The way to combat climate change is for a massive shift away from energy based on burning fossil fuels. But nuclear power is not, as Cameron claims, a “green alternative.” The ongoing crisis of Japan’s nuclear plants in the aftermath of the earthquake shows this.

There should be no expansion of or reliance on nuclear or coal-fired power stations. Instead they should be phased out as soon as possible and the workers should be redeployed in environmentally sustainable production, on equal pay and conditions.

We should demand a massive expansion of investment in renewable energy funded by taxing the rich. We should make the big polluters pay. We should fight for the nationalisation of the energy companies under workers control without compensation and draw up a renewable energy plan.

For a planned economy to meet workers’ needs

Under the last Tory and New Labour governments industries and services were privatised and the market was introduced into education, the health service and local government.

Now the Con-Dem coalition intends to finish the job by breaking up or privatising the remaining public services and slashing their workforces.
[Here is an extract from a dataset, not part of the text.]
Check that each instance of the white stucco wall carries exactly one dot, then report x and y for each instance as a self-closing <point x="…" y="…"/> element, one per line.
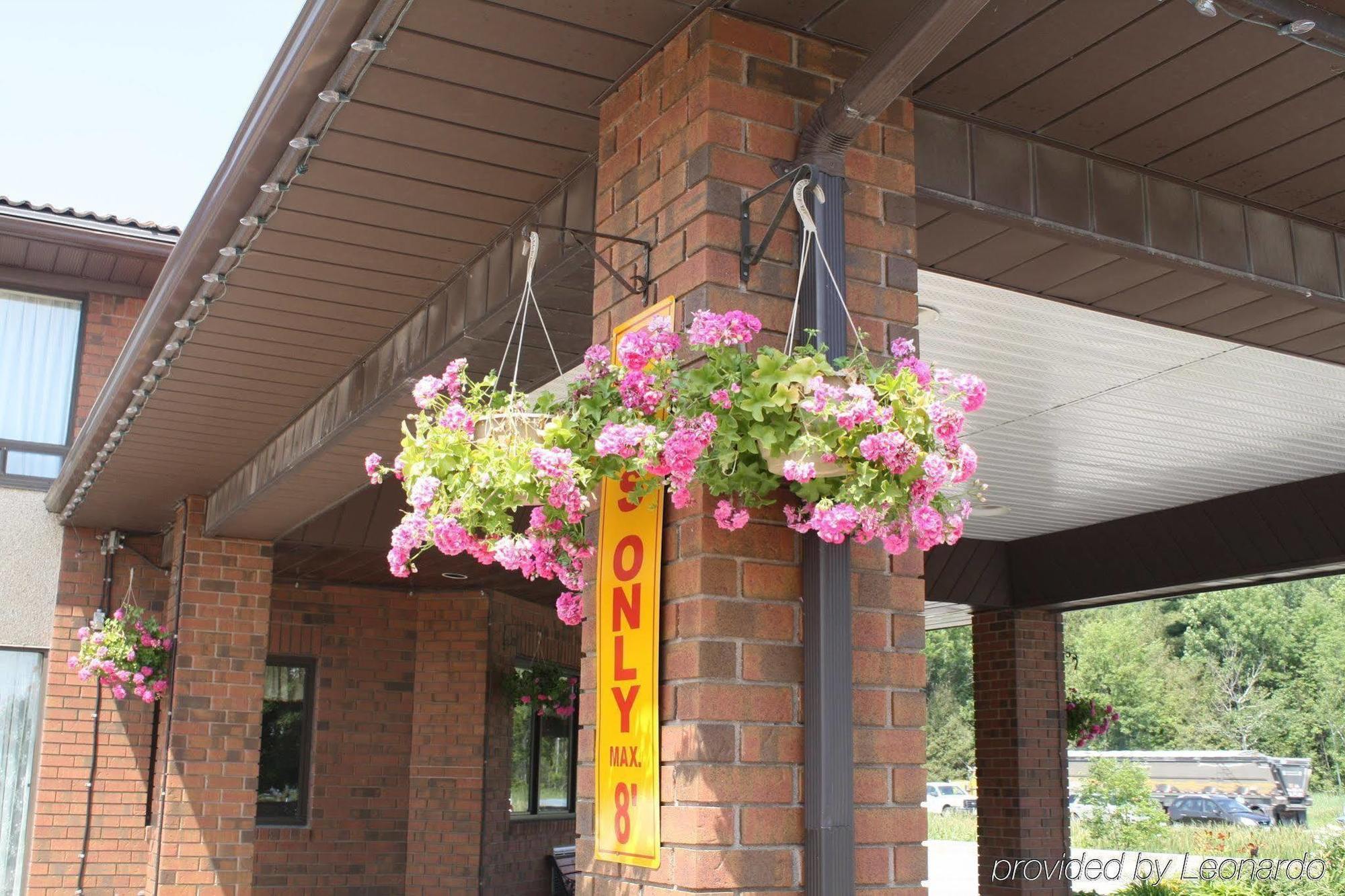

All privatisations right back to Thatcher’s time must be reversed, we must nationalise without compensation. Their profits must be ploughed back into society to pay for services, pensions and amenities.

But the old state run companies of yesteryear were bureaucratically managed to serve interests of the private sector before those of the public.

We need a radical new vision of how our society can be run, where the people who work in and use the industries can make the decisions. We need a democratic plan of social production and use.

All the major banks and financial institutions must be taken over without compensation and merged into a single state bank that channels investment where the working class believes it can be used best.

A state bank would help rationally organise the economy, connecting wants to needs according to a democratic plan.